Fusionner l'ANPE et l'UNEDIC, pourquoi pas ? La division entre ceux qui aident à trouver un emploi et ceux qui payent est assez difficile à comprendre.

Pour le reste, le PARE (Plan d'Aide au Retour à l'Emploi) permet déjà d'appliquer des conditions de formation et de réponses à des offres sous peine de radiation. Rien d'original là-dedans, si ce n'est qu'on peut comprendre qu'il s'agira de mettre encore plus de pression sur les feignasses de chômeurs.
Pour marquer la différence entre les revenus du travail et ceux de l'assistance, les aides locales ( cantines, transport, logement…) seraient attribuées sous condition de ressources et non sous condition de statut car la famille qui se lève tôt le matin pour aller "bosser" ne doit pas avoir le sentiment d'être lésée par celle qui, cumulant les aides et allocations, n'en ressent plus la nécessité.
Tiens, d'ailleurs, les voilà les feignasses d'assistés qui ne "ressentent plus le besoin" de se lever pour aller bosser. C'est vrai que le niveau des aides sociales est tellement élevé en France qu'on comprend que des familles entières choisissent de sortir du monde du travail pour vivre des rentes fournies par l'Etat sans contrôle et pour une durée illimitée... Ce serait marrant si c'était un sketch...
Pour booster nos PME qui constituent le vivier de nos emplois, nous proposons d'expérimenter pendant deux ans une suspension des seuils qui actuellement dissuade (sic ! les seuils qui dissuadent ?) bien des entreprises de s'agrandir et nous suggérons de leur réserver une partie des marchés publics.
Réserver des marchés aux PME ? L'UMP demande donc que Bouygues, Alstom, Veolia et consorts regardent leurs fournisseurs leur manger leurs marchés ? A moins que ces mêmes groupes envoient dans les marchés réservés aux PME une ou plusieurs de leurs filiales ? Bref, en plus d'aller à l'encontre de la concurrence libre et non faussée prônée par ailleurs, cette mesure n'empêchera pas les conglomérats de capter ces marchés. Inutile et démago, cette proposition vise avant tout à séduire l'électorat des très nombreux entrepreneurs de TPE et PME.

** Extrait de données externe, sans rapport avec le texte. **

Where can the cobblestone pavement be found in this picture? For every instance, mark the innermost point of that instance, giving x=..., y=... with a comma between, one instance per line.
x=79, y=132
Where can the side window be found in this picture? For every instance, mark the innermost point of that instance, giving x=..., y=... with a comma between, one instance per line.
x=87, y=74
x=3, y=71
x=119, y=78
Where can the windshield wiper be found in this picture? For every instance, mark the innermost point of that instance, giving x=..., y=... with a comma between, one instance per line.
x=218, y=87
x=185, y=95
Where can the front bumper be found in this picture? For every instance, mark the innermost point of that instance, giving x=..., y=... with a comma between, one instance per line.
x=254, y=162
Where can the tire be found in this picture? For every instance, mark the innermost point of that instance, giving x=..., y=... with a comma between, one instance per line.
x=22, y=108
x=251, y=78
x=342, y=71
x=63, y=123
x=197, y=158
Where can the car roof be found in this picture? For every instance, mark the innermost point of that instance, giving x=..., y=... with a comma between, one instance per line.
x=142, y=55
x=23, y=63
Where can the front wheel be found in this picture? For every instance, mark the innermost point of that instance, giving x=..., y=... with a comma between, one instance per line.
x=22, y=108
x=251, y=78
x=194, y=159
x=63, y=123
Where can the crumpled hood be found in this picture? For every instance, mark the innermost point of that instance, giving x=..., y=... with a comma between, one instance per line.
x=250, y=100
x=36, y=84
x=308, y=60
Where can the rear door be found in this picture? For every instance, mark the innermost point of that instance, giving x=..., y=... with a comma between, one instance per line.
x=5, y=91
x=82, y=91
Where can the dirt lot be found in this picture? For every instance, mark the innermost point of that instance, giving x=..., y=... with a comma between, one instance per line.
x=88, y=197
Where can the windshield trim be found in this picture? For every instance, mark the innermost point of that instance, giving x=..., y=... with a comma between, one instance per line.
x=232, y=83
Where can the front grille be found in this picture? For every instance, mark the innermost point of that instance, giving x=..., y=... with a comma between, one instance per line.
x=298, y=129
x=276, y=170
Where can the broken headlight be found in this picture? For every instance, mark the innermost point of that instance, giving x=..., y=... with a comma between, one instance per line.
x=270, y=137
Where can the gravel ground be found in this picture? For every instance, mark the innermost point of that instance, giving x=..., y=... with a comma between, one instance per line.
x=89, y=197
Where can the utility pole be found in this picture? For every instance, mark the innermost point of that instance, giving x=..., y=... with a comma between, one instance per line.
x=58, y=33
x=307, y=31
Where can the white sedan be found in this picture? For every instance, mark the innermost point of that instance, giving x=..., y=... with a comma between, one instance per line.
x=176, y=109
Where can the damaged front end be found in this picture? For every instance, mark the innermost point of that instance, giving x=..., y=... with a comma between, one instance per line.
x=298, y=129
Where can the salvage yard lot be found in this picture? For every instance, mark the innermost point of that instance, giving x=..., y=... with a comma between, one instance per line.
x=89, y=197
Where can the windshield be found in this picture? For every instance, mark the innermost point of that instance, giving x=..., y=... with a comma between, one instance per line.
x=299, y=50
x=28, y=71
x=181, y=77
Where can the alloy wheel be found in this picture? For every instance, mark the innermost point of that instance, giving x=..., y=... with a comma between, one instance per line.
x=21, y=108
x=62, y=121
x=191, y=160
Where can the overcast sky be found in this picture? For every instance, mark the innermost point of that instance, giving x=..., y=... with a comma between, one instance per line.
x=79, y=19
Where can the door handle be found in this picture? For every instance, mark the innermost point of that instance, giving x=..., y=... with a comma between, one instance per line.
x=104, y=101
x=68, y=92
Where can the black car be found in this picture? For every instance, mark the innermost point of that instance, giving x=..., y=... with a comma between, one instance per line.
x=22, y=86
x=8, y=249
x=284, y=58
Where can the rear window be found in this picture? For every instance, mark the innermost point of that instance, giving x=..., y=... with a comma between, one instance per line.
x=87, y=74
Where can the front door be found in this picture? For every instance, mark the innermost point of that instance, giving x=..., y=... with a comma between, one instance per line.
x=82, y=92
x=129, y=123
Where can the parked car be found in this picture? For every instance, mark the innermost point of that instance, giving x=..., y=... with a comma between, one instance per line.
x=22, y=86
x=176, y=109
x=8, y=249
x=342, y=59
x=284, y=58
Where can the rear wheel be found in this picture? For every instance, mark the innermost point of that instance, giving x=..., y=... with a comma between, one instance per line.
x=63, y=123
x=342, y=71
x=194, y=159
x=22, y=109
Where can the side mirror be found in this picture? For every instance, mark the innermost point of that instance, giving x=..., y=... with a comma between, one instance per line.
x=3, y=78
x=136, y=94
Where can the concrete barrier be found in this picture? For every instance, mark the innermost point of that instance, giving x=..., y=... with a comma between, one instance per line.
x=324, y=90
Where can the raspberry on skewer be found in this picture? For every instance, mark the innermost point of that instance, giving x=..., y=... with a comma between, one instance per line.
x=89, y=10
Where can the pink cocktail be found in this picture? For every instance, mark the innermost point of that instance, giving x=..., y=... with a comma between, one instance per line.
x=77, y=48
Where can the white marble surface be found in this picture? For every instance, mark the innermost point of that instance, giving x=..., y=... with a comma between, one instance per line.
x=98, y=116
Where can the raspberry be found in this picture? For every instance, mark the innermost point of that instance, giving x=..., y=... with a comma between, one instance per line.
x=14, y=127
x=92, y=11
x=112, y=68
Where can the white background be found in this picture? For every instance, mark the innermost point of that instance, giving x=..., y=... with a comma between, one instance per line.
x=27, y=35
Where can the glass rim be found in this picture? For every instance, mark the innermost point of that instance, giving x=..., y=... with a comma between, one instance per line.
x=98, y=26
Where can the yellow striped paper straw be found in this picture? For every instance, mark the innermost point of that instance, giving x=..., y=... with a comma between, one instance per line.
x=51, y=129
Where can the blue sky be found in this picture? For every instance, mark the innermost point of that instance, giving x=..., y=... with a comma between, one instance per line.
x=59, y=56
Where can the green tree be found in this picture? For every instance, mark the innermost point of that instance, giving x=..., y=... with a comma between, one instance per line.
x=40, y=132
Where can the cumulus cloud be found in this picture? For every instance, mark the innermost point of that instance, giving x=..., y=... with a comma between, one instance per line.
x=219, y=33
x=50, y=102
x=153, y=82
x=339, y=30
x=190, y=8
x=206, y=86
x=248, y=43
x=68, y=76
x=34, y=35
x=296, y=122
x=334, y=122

Je note aussi la volonté de faire jeune en utilisant le terme "booster", qui est curieux dans la bouche d'un ministre issu du même parti que Jacques Toubon, célèbre pour sa loi sur la protection de la langue française. Rappel : "booster" peut avantageusement être remplacé par aider, soutenir, favoriser, assister, conforter, défendre, donner la main, encourager, épauler, étayer, favoriser, fortifier, guider, lancer, pousser, conforter, renforcer, soutenir...
Toutes ces mesures pour revaloriser le travail nécessitent une véritable réconciliation des Français avec leurs entreprises. Pour nous, l’association du capital et du travail n’a pas pris une ride, et c'est pourquoi nous voulons créer un dispositif incitatif pour les entreprises de moins de 50 salariés pour qu’elles mettent en place, elles aussi, un régime de participation. Celle ci constitue un partage du profit au même titre que les dividendes. Il n’est donc pas normal que, contrairement à eux, elle soit bloquée. Nous supprimerons donc la condition de blocage de la participation et procéderons à un déblocage progressif du capital des Français actuellement stérilisé. Cela représente près de 25 milliards d’euros mobilisables en faveur du pouvoir d’achat.
La participation est bloquée pour 5 ans, et peut-être pour 3 ans suite à une loi du début de l'année dont je n'arrive pas à retrouver la trace. A noter que cette suppression de tout délai a été abandonnée par l'UMP lors de la discussion récente de cette loi. Pourquoi donc la remettre sur le tapis ?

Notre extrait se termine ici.